At first the need for marine conservation might seem strange. Humans are terrestrial creatures. Humans do not yet live beneath the waves.

Although men do not belong to any marine species, we are very much a part of the marine web for we consume huge amounts of marine products.

To point a figure, the global catch of fish, crustaceans and mollusks in 1989 totaled 99.5 million metric tons, according to data from the UN's Food and Agriculture Organization (FAO).

The marine territory provides products and services that are important to mankind.

Coral reef and mangrove forests produce bulwarks that protect coastal communities along many low-lying tropical coasts against any environmental damage.

The Strategy reveals the major differences between the conservation management applied to sea and land.
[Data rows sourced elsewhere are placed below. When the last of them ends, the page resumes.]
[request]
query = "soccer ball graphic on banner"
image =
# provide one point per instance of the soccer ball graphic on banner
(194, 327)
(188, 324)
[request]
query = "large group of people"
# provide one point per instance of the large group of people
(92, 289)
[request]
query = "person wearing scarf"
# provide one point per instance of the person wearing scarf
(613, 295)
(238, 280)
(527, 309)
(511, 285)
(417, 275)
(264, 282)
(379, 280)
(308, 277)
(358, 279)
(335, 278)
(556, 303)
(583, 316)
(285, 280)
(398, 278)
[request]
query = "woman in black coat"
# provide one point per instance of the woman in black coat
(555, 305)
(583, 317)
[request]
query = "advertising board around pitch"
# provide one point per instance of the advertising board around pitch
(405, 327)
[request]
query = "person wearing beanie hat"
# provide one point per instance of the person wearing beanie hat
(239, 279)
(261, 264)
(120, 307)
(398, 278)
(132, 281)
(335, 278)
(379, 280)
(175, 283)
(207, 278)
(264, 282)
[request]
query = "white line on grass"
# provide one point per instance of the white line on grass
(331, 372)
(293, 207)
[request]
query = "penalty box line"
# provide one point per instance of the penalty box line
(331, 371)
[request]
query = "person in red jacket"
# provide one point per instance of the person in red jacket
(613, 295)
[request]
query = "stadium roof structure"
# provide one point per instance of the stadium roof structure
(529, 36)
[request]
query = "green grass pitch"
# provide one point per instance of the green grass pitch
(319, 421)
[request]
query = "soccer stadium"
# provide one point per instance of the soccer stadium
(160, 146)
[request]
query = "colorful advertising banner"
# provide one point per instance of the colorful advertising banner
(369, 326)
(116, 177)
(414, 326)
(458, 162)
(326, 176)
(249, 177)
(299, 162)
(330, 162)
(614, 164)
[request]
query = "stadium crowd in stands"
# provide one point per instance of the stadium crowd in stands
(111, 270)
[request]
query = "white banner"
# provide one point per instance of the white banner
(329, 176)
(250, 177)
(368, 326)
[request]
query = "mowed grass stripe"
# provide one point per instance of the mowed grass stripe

However some land conservation programs can be applied to conserve the marine area as well.

The sea, like the land, is a complex patchwork of physical environments that are occupied by different communities of species.

As on land, some marine species and ecosystems are of special concern to humans. Marine biological diversity is being reduced at all levels, through selection against certain genetic attributes, elimination of populations, and simplification of ecosystems. The same processes that are happening on land.

Presence of an adequate reference or complete document is a must. This kind of document can be used by the policy makers as the basic strategy for formulating regulations concerning conservation of the marine territory.

Having better information about populations, species and ecosystems is essential, but not sufficient.

The Strategy is not a provocative book. As a complementary document to the GDS this book offers a comprehensive summary of necessary background information (p.3-8). It examines the diversity of life in the sea and its importance to humankind (p.9-36), the similarities and differences between conservation on land and in the sea (p.37-86), and the threats to marine biodiversity (p.87-154).

It also contains strategies to achieve that goal, an examination of tools available for conservation and management, and a candid look at the strengths and weakness of some existing efforts.

Finally, it provides a set of concrete recommendations for actions that can be accomplished in the coming decade at local, national and international levels(p.281-306) making the book a multi-purpose resource.

The main purpose of the book itself is, as the editor says in the executive summary, to provide up-to-date information and the wisdom of world experts to leaders and managers in governments, industries, international governmental organizations, and non- governmental organizations who are responsible for saving, studying and using the great potency of marine life (p.xxvii).

Elliot A. Norse, the editor, is a marine and forest conservation biologist, and was a Staff Ecologist at the White House Council on Environmental Quality during President Carter's Administration.

His other books include Conserving Biological Diversity in Our National Forests (1986) and Ancient Forests of the Pacific Northwest (1990).

The only visual lack of the book is perhaps its hand-drawn illustrations. Although all pictures illustrated by Jill Perry Townsend are clearly "speaking" enough, the addition of sea- world photographs would make the book more readable and interesting.